The four elements come together to make the world fun and interesting. It’s time to look at how they show up in varied ways in all the dimensions of our lives. While I could go into more detail on any of the topics that follow, think of this chapter as a quick survey to stimulate your own thinking. As you might notice, once you understand their code, you begin to see them everywhere!
Childhood Adventure, Recreation and Weather
Since time immemorial, the four elements have been front and center in our human lives. We have always had our adventures in them. Think back to your days as a kid spending time outside, or even now as you hike, fish, swim, ski. Many vacations are centered on relaxing or otherwise being renewed by them. We like to feel the warmth of Nature’s sun-fire as we lie on the beach, the soft playfulness of water as we swim, the earthy terrain of a trail we hike, those refreshing blue skies of cool air we might take in from just outside our house.
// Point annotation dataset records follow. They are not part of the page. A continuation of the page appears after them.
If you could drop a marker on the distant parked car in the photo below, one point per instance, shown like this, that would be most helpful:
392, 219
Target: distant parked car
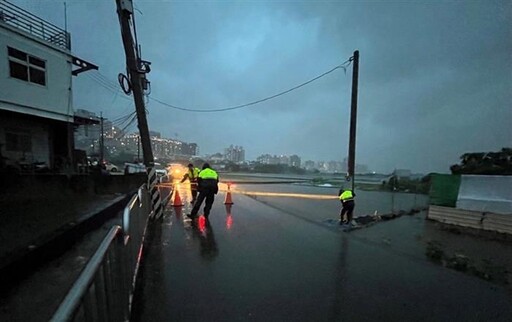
134, 168
160, 170
111, 167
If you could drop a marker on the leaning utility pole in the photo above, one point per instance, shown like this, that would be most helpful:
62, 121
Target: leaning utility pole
353, 119
133, 64
102, 139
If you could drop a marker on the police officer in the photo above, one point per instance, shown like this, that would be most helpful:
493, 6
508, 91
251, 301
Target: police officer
207, 183
192, 176
347, 201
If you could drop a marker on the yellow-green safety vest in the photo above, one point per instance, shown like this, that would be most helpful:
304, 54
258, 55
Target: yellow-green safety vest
193, 174
208, 174
347, 195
There’s a reason people are brought a bit closer together when they “talk about the weather.” We relate to the four every day as they continuously come together: the sun and its sunshine; high or low pressures of air, winds gentle or fierce; there are Water’s showers of rain, its oceans, rivers, lakes, streams and ponds. Lastly, there are Earth’s hills and plains, its wooded forests and deserts, mountain and seaside parts – and with most relevance to us all, that particular earth place where we each live.
We’re all living a four element lifestyle to some degree right now as we engage Nature’s four in each day’s weather. Just getting outside every day can inspire adventure as you feel the power of one or more of these elemental forces. Find the time each day where they do come together so finely. Perhaps in the shade of your house in summer, or facing the warm sun in winter.
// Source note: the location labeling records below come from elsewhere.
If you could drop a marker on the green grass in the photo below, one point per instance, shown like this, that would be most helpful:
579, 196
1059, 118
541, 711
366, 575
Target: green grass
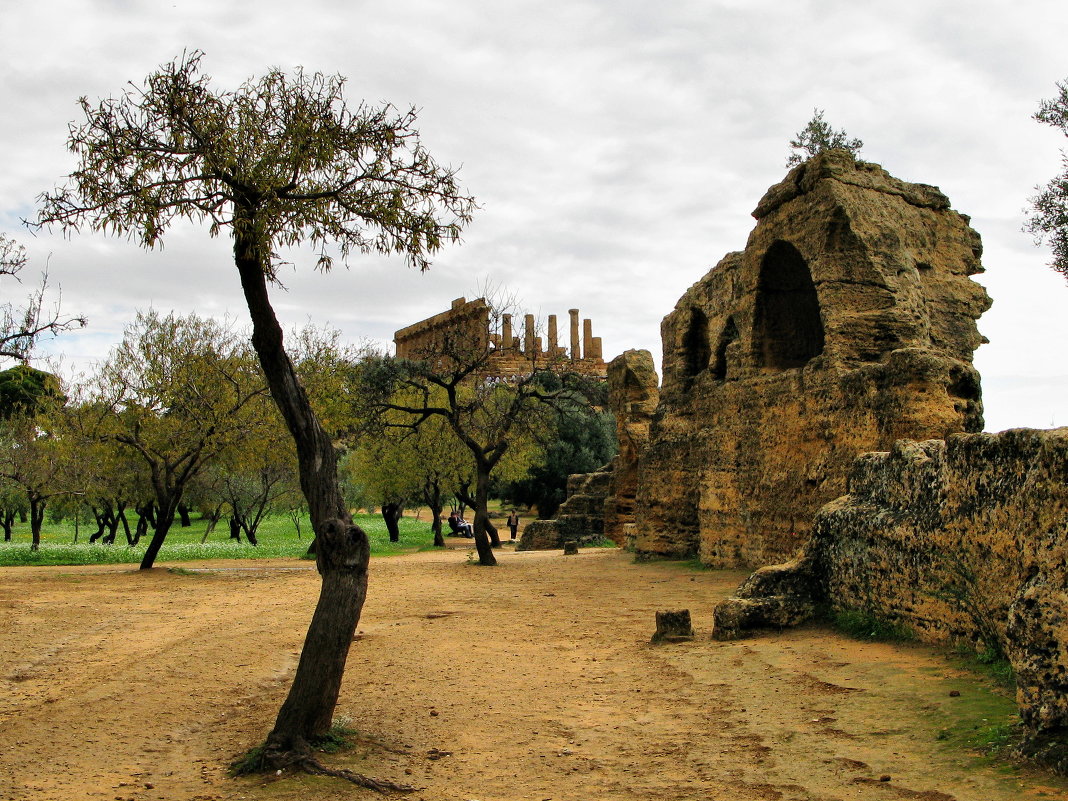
277, 535
866, 626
Part of a four-element-inspired lifestyle comes, then, as you feel the spirit of each day as you engage its weather by being outside some of each day. Of course, there are days that are clearly uninspiring, but pay attention to all the others.
As a temperate-zone person living in Syracuse, NY, I can’t help but believe that people in the temperate zone may possibly feel Nature’s – and the cosmos’ – energies in special ways. We get the cool crisp air of autumn that helps us gain easier access to the energetic, buoyant vigor of Air. When the sun shines on a cold day, you can especially feel the power of the Fire element. At that moment, it is not hard to imagine that you are in touch with Creation’s positive spiritual force as those photons of energy emitted from our sun of “Onenesss” warm your skin.
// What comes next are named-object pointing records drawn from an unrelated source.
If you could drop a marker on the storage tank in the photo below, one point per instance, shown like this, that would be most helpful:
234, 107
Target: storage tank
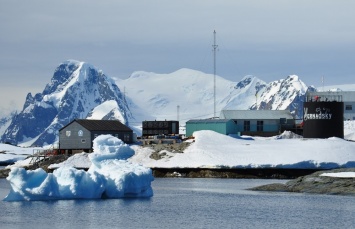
323, 119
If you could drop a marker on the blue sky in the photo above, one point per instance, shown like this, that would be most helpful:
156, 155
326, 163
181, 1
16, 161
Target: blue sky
268, 39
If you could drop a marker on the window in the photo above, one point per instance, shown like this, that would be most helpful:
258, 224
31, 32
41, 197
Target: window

We are all, I believe, meant to be four element shamans of sorts. This is because we are meant to feel these forces through our engagement with the four elements in the weather each day, or as we have our adventures, our field games, our walking, running, fishing moments. The walking program discussed at length later is geared toward helping you draw in these elements as you do that physical thing that makes us human. Eventually, you may want to discover 4 Element Yoga to help you engage these four as you move in an exercise kind of way. There is a later chapter that will introduce you to it.
Clearly, most sports begin in our lives as we find ways to have fun and to be active in the world outside. While there are many indoor sporting events, there is nothing like an outdoor field when the weather is just right. Again, it’s that interaction of the sun, the breezy air, the moist green of life and that deep, long field that come together for our play.
As in all things, it is interesting to see how there are buttressed-together foursomes in sports. Here is one way of seeing it in sports: Fire is the essence, the overall look, or oneness of the game; Air is all those opposing principles at work (catching and throwing, for example); Water is the way in which these principles come together to create the rules and underlying structure or balance of the game; Earth shows up as the physical action of the objects and subjects of the game – the players and the ball – as well as the physical field of play.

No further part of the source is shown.